Object-based audio is a revolutionary approach for creating and deploying interactive, personalised, scalable and immersive
content, by representing it as a set of individual assets together with metadata describing their relationships and
This allows media objects to be assembled in ground-breaking ways to create new user experiences. With the
introduction of HTML5 and the Web Audio API, an important prerequisite was made for
native rendering of object-based audio even in browsers.
The first public trials were a massive milestone
and the development continued since then. The BBC is one of the key institutions for research and development of object-based media
and is a great ressource for information about object-based technology.
Moreover, the ORPHEUS project realised an end-to-end object-based audio workflow, based
on open standards and published many information on their web page. Further ressources of the IRT are available collected here.
A few basic information in a presentation document is embedded below:
Although digital and file-based workflows have found their way into media production for some time now, those workflows still try, to some extent, to map the old analogue and tape-based method of production and delivery to the digital world.
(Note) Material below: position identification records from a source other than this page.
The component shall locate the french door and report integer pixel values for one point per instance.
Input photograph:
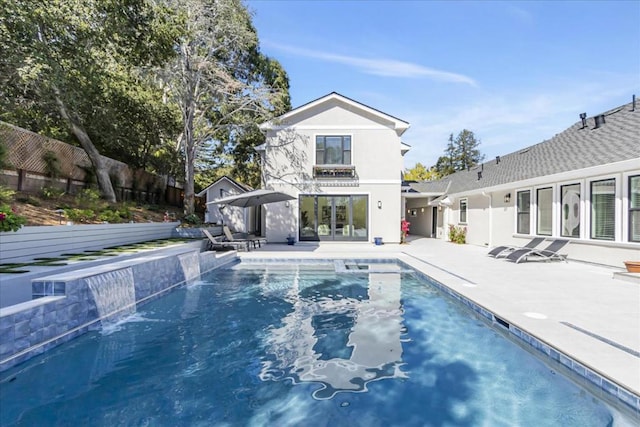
(342, 217)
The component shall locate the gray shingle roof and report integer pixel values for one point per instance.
(575, 148)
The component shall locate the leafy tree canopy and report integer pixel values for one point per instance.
(462, 152)
(420, 173)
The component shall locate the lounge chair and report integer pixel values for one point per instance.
(255, 242)
(503, 251)
(547, 254)
(222, 245)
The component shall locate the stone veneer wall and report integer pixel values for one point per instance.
(64, 308)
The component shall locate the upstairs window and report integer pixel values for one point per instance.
(333, 150)
(463, 211)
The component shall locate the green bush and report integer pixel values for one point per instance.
(6, 194)
(10, 220)
(457, 234)
(80, 215)
(51, 193)
(26, 198)
(115, 215)
(88, 198)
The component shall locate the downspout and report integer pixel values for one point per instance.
(490, 217)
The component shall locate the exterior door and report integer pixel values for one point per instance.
(333, 218)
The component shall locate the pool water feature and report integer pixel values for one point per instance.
(297, 345)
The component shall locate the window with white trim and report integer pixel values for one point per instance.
(523, 209)
(333, 150)
(570, 208)
(603, 209)
(634, 208)
(544, 203)
(463, 211)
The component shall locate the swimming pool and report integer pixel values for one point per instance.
(285, 344)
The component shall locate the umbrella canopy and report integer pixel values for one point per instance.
(253, 198)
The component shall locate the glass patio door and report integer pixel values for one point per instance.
(333, 217)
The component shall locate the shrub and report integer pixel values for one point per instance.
(80, 215)
(6, 194)
(51, 193)
(88, 198)
(114, 214)
(457, 234)
(10, 220)
(26, 198)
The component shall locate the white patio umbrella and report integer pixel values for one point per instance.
(252, 198)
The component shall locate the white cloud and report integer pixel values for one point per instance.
(379, 66)
(505, 124)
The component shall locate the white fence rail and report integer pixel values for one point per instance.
(50, 241)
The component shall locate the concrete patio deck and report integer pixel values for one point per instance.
(578, 308)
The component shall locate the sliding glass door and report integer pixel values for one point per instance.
(333, 217)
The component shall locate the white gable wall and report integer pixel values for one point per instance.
(376, 155)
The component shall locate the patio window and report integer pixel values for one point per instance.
(634, 208)
(570, 223)
(463, 211)
(333, 150)
(523, 212)
(603, 209)
(544, 201)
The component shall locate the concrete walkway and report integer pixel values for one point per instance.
(578, 308)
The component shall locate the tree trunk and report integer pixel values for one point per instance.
(102, 175)
(189, 169)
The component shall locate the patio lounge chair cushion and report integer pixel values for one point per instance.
(503, 251)
(547, 254)
(255, 242)
(219, 244)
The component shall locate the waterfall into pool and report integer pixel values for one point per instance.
(190, 264)
(114, 294)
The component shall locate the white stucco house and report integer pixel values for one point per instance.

In an audio production, for example, various sound sources are mixed in a digital audio workstation to create a final channel-based mix for a specific target loudspeaker layout. Each audio channel in the final product has to be reproduced by a loudspeaker at a well-defined position. This fixed audio mix is transmitted to the end-user with basically no means to adapt it to their needs, which may be a specific playback device or their personal preferences.
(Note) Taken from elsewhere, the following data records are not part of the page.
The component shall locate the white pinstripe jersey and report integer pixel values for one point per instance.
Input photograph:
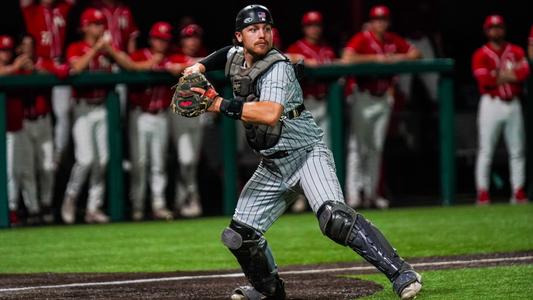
(280, 85)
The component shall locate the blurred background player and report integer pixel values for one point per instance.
(46, 22)
(152, 126)
(18, 176)
(372, 105)
(36, 137)
(500, 69)
(93, 53)
(186, 134)
(314, 52)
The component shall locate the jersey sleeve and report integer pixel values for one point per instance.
(274, 86)
(482, 71)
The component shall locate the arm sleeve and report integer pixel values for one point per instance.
(274, 86)
(482, 72)
(216, 60)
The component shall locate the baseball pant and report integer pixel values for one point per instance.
(151, 149)
(319, 110)
(61, 105)
(19, 174)
(186, 134)
(495, 116)
(277, 182)
(39, 155)
(90, 151)
(370, 118)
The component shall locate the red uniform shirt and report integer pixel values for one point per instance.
(120, 24)
(100, 63)
(47, 26)
(366, 42)
(487, 63)
(322, 54)
(154, 98)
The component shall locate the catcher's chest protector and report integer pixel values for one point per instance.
(259, 137)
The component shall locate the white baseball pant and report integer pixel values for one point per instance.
(90, 151)
(495, 116)
(39, 155)
(150, 150)
(370, 119)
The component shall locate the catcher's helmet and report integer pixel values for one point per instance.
(253, 14)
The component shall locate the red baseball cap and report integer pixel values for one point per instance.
(379, 12)
(92, 16)
(161, 30)
(493, 20)
(311, 17)
(6, 42)
(191, 30)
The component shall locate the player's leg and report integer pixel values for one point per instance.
(158, 176)
(46, 165)
(260, 204)
(514, 138)
(139, 146)
(489, 130)
(28, 183)
(343, 225)
(61, 104)
(97, 180)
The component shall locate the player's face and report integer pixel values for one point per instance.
(159, 45)
(495, 33)
(379, 25)
(94, 30)
(313, 32)
(256, 38)
(191, 45)
(5, 56)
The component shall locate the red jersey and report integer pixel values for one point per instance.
(154, 98)
(321, 53)
(487, 62)
(366, 42)
(99, 63)
(47, 26)
(120, 24)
An object-based production approach, however, is able to overcome the above-mentioned obstacles. The term
'object-based media' has become commonly used to describe the representation of media content by a set of individual
assets, together with metadata describing their relationships and associations. At the point of consumption these
objects can be assembled to create an overall user experience. The precise combination of objects can be flexible
and responsive to user, environmental and platform specific factors.
Essentially, the goal is to capture the creative intent of the producer and carry as much information as possible, required or desired, from the production side to the end-user, to ensure the best recreation possible on the consumer side. To achieve this, the final product of a production process will be an audio scene that is in turn composed of several objects. The metadata associated with each object includes, but is not limited to, the target position of the audio signal, its target loudness and a description of its actual content. For playback, the object-based content needs to be 'rendered' to the reproduction layout, such as a multi-channel loudspeaker set-up. The term 'rendering' describes the process of generating actual loudspeaker signals from the object-based audio scene. This processing takes into account the target positions of the audio objects, as well as the positions of the speakers in the reproduction room. It may further take into account user interaction such as a change of position or level.